Our study is a single-center observational study and, as discussed in the preceding text, has the potential for selection bias that might affect outcomes. Our study is also limited by historical time differences when DES and BMS were implanted, which could affect outcomes, although our results are similar when we analyzed the DES era when both DES and BMS were being implanted. We have data on dual antiplatelet therapy in patients who had ST but do not have data on patients without ST to assess the impact of this therapy on outcomes. The great majority of DES implanted were first-generation sirolimus-eluting or paclitaxel-eluting stents, and our results might not apply to second-generation stents.
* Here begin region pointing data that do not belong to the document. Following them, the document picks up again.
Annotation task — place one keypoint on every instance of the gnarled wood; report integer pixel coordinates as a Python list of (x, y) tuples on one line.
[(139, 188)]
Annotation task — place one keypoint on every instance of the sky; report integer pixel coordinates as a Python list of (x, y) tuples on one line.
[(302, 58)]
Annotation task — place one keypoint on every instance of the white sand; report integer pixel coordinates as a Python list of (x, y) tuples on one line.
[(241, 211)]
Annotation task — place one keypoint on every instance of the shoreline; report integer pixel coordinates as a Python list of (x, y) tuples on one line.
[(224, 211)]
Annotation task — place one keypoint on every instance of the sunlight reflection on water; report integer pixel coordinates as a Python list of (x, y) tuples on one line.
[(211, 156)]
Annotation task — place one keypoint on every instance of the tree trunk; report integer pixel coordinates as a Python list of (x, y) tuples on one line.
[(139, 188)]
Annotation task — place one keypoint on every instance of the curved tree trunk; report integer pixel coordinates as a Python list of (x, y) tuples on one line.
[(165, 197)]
Our results might have implications regarding the management of patients treated with primary PCI and stenting for STEMI. The high incidence of VLST after stenting for STEMI with both DES and BMS should encourage evaluation of new strategies to prevent VLST, including procedural techniques to optimize stent deployment (such as more frequent use of intravascular ultrasound, post-dilation, and thrombectomy) and longer or more intensive antiplatelet therapies. The development of newer-generation stents, including new polymers and bio-absorbable stents, might also help to reduce this complication. If VLST rates and reinfarction rates are truly higher with DES compared with BMS, the benefit of reduced restenosis with DES might not be worth the increased risk of ST and reinfarction, and BMS might be a more appropriate choice in many patients with STEMI.